Wednesday, August 11, 2010

Gods Chisel

A friend of mine found this video today, so I watched it. And I think that it's something we all need to hear, and something that kinda goes with my theme...so here it is http://www.youtube.com/user/theskitguys enjoy!

Monday, August 9, 2010

To live....

I just need to praise God. While I was in Tennessee this summer God did an amazing work in my life. He put inside of me this almost foreign desire. A desire to praise Him. No longer out of a sense of duty or even respect, but out from a pure love and desire for Him. This is something quite new to me. And at camp, then ICC commissioning praising God and singing to Him came naturally, as an impulse, and I loved it. But now I'm back home, and I'm not sure why it's different here but it is. Perhaps everyone here isn't seeking God like in Tennesse. Maybe it's just me, that I don't feel it's my place? I don't know. But I know that I miss it, and I feel as though i'm suffocating from a lack of breath. That breath being praising God. Because that is our very purpose. As someone (C.S. Lewis i think) once said "We should alwyas be doing two things and two things only, singing, or listening, everything else is just noise" And that's paraphrased but I like what it means, we're not really living unless we're praising our God, or listening to HIM. So anyways feel free to praise God with me.
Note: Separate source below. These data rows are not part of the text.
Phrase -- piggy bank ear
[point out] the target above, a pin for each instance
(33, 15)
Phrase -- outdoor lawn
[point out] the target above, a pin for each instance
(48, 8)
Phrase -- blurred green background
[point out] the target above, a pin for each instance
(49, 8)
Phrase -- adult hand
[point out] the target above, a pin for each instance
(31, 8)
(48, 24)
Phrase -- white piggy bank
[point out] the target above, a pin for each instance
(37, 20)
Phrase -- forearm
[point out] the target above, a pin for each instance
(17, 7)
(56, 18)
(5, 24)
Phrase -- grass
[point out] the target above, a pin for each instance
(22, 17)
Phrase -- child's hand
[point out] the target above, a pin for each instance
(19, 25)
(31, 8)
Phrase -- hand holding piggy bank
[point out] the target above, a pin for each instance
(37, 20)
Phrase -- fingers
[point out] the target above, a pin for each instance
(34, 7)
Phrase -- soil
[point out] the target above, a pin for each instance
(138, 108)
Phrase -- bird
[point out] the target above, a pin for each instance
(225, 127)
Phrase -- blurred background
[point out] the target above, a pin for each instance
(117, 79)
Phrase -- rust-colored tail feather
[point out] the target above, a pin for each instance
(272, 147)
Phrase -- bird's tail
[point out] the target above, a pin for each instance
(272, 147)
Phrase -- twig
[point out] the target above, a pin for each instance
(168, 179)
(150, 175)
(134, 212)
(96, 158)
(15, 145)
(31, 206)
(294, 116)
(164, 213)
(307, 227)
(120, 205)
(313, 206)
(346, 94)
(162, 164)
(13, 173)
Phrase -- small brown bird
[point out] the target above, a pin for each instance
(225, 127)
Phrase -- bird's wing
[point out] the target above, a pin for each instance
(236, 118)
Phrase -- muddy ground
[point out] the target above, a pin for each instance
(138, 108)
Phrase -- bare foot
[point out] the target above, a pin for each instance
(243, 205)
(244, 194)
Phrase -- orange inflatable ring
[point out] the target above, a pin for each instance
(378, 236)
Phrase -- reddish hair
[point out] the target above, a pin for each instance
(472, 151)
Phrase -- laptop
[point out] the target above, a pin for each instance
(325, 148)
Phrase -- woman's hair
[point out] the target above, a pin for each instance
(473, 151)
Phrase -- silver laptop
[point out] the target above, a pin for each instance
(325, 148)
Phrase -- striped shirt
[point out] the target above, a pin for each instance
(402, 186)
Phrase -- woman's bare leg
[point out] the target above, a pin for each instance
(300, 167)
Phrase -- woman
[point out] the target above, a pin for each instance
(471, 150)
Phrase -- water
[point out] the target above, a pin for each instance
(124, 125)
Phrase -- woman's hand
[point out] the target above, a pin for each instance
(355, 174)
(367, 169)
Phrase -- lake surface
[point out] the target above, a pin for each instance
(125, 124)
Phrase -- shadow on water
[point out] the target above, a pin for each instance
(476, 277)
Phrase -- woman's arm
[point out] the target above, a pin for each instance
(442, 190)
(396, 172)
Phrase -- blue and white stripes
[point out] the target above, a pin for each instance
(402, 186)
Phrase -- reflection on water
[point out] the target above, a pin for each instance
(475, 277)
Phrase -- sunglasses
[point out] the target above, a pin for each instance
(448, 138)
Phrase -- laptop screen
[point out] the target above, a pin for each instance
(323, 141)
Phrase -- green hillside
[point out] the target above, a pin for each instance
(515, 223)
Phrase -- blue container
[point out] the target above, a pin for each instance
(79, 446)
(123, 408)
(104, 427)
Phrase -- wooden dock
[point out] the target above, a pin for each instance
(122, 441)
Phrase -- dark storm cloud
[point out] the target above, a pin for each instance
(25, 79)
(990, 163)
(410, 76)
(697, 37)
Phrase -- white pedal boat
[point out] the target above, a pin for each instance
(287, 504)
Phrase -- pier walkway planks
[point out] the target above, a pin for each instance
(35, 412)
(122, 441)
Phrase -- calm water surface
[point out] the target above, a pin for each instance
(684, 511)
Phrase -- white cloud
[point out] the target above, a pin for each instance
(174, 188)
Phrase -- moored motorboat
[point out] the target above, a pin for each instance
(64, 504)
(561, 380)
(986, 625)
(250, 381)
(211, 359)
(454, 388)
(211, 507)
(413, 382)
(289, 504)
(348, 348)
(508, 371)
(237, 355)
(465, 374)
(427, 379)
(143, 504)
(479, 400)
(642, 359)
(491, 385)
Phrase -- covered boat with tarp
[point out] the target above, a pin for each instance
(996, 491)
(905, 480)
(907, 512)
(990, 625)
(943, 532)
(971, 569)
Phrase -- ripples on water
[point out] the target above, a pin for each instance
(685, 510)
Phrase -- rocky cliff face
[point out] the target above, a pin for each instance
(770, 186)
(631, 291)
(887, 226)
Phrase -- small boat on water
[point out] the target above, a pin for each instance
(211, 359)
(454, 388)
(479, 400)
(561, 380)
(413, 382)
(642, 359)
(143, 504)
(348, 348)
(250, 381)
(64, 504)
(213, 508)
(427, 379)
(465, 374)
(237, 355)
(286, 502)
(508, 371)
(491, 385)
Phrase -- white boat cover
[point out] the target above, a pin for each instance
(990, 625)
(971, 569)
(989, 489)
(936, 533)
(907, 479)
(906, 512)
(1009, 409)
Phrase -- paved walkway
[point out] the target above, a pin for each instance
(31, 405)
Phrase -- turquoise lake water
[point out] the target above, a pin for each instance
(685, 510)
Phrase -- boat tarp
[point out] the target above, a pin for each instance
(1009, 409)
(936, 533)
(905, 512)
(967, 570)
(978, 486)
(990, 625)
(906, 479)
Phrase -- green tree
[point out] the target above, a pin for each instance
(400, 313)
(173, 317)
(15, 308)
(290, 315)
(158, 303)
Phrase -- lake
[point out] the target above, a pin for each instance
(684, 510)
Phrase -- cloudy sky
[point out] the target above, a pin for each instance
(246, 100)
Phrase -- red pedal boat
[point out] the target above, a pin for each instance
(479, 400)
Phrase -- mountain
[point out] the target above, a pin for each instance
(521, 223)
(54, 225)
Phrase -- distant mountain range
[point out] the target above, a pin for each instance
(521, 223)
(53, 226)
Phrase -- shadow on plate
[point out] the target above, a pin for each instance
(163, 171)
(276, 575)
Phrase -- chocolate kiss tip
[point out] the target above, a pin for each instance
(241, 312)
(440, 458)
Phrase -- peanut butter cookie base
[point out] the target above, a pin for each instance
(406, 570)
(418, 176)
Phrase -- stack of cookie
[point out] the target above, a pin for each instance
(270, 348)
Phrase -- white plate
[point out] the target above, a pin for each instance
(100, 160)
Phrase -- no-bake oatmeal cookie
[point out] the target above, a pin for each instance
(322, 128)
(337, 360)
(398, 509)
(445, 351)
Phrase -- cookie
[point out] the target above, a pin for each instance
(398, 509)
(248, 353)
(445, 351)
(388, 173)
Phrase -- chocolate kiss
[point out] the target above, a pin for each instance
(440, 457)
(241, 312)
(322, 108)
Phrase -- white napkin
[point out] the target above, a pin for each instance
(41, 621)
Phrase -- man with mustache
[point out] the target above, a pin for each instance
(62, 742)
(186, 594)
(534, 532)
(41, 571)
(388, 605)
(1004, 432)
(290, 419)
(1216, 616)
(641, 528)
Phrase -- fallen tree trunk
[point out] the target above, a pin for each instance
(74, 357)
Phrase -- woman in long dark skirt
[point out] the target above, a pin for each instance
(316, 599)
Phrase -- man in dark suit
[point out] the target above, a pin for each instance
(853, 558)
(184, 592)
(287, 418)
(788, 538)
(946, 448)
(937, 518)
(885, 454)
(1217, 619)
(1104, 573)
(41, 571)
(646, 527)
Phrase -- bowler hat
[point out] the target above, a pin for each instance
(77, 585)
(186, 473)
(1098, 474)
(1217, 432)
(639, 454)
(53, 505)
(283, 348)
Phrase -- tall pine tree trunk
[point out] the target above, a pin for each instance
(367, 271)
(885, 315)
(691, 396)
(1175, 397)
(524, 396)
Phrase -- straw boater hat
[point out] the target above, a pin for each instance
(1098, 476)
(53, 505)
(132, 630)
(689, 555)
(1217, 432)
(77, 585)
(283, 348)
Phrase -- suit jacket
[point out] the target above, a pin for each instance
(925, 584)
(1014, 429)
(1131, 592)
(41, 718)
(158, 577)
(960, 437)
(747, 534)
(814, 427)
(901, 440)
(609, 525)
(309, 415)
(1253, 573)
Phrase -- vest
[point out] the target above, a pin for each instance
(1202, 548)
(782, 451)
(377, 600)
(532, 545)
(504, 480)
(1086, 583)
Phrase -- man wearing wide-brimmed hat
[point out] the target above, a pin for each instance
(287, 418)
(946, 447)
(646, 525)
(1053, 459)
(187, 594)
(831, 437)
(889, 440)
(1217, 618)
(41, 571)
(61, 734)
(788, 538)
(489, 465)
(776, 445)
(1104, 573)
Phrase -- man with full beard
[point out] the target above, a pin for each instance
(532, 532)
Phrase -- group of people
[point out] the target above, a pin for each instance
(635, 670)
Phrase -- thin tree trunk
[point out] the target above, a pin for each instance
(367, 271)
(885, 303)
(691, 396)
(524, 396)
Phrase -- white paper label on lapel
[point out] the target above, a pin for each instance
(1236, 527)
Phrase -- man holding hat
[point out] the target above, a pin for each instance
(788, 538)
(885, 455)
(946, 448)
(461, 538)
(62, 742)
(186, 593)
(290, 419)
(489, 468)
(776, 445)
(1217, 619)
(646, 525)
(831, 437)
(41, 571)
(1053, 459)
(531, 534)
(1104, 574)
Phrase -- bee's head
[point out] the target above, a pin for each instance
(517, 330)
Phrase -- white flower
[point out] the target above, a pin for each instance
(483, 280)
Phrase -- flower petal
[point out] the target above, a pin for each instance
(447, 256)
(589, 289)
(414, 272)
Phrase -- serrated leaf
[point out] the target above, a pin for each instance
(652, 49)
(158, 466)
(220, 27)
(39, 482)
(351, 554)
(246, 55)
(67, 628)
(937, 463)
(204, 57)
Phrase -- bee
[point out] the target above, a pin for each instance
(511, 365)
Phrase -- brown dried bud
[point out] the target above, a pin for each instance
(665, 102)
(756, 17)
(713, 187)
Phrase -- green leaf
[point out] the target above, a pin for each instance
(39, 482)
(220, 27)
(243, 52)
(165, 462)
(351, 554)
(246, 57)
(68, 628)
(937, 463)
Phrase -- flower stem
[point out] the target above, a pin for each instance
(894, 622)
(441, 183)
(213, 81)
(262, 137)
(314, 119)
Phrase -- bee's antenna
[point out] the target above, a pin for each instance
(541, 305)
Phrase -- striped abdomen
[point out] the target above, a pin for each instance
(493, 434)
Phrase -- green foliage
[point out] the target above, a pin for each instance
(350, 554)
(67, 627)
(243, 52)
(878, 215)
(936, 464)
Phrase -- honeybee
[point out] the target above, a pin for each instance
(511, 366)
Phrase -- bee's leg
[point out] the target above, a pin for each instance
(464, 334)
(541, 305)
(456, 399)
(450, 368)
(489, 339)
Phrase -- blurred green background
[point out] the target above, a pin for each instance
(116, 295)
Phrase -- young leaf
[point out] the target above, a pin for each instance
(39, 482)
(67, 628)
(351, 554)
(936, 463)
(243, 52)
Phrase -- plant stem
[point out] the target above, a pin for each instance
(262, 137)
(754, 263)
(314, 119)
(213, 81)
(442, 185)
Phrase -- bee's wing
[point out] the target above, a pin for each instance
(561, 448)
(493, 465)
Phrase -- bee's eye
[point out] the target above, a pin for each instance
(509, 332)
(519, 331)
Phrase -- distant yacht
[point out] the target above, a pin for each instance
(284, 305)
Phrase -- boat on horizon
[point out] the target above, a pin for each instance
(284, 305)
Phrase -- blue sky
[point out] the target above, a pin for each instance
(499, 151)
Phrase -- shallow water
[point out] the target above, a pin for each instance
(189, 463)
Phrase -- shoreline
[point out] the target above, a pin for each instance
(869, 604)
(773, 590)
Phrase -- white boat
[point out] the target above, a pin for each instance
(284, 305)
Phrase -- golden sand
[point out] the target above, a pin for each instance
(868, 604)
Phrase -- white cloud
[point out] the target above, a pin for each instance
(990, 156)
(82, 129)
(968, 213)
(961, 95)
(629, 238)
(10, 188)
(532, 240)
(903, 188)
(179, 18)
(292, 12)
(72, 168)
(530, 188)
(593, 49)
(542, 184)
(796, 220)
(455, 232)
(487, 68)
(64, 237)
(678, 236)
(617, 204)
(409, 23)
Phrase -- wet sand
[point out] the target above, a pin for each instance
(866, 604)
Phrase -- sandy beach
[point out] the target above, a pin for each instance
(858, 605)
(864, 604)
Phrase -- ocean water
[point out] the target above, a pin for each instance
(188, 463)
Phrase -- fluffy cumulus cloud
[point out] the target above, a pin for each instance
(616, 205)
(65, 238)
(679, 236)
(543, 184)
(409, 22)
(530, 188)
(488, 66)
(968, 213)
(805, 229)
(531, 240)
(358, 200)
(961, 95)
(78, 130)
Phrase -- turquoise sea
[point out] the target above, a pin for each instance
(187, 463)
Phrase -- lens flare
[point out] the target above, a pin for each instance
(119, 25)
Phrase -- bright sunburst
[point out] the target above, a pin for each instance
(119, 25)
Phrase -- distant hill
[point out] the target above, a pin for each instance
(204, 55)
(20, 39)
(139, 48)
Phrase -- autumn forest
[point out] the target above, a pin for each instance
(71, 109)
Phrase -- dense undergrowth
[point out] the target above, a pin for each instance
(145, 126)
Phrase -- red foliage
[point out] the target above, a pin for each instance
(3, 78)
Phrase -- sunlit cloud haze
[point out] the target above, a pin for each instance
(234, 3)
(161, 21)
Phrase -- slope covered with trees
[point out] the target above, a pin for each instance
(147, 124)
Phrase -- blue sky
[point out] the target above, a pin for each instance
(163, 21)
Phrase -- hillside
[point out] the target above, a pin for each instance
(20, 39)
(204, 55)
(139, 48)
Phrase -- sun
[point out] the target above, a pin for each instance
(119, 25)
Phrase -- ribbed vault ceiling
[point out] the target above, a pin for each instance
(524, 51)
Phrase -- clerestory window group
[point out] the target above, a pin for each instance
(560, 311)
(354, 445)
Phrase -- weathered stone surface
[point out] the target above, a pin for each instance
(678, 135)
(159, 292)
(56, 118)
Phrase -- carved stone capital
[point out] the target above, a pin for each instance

God is.....He just is. God took me, and even though i was His enemy chose for some reason to reconcile me to Himself. He is the great provider, the only source of true and lastin joy. He is the well that never runs dry, and the healer of the broken. He is my father, my master, my King, my Savior, and my mentor. He's really big. He's so righteous, and so loving. He is not only everything that we need, but He's everything we have! God is the only source we should look to for approval. Though He calls us to be holy, He is excited by our feeblest efforts. Our Father has given Himself in order to save us. And one day He will call us home to be with Him forever, then we will see His face, and He will pour out His unrestrained love upon us. And we will be able to accept it.

Thursday, August 5, 2010

Of Rivers and Dams

The power is mounting, like a river that swells behind the dam.
A consuming flowing river held back for far too long.
Behind the dam it rages longing to be released, longing to be free
And yet it yields itself to the dam for the sake of those in the valley,
Those too weak to withstand the force of its power
This is my burden, my gift, my commission
The greatness of such must be held back for the safety of the valley
And the ocean
For if the river was to be released it would consume those in the valley
And drain the ocean, leaving it dry, and empty
This beautiful water would be wasted and depleted
Yet soon the water will swell to great for the dam to hold
It was meant to guide the ocean, to direct and protect it, not to hold it back
The rains are coming
Where can be found an outlet able to withstand the force of the wave
Is there any strong enough to sustain the force of a rushing this powerful?
Is there none but the very outlet that now fills the ocean?
Where are the plants that need the rushing of water? That can stand it?
When will the dam learn to tame the ocean?
Should it be tamed?
When learned to be tamed this ocean will cleanse the land
It will water the wilted and dying trees
It will a refreshing spring and a powerful protector
For the fulfillment of this I wait, and I strive
Until at last it can be trusted to give life not death and hope not fear

Tuesday, August 3, 2010

the result of many thoughts

Blast the rain! Let it fall!
Let it come and wash us all away
For we are but waves in the end
Winged creatures now taking flight leaving behind those still learning to fly
Here the paths part, here the songs are sung
The journey now traveled the fight well fought
But though the battle fierce and the journey perilous
The hardest part has yet to come
For just as the moon sets on the ocean we can see its path in the water
But there’s no going back
The wind is rising, taking us home to our places of dwelling
Memories lost, but not forgotten
Vows broken, yet never made
Take me away!!!
Show me how to fly, and how to trust the air
Run to the valley for therein is danger, and in danger, safety
Bring the storm to test courage!
The fire to test the metal!
Until at last there is nothing left but that which is pure and right
Leave me where I fall, for I know the way, but I must learn the path
Leave a candle at the door cause I know the warmth it brings
And it calls to me
Then bring the rain, so that in know it’s real

I'm not sure really what it means...it's more the compilation of many meanings. I'm not really sure what it is either. But I pray that somehow God may use it to bless you through His great power.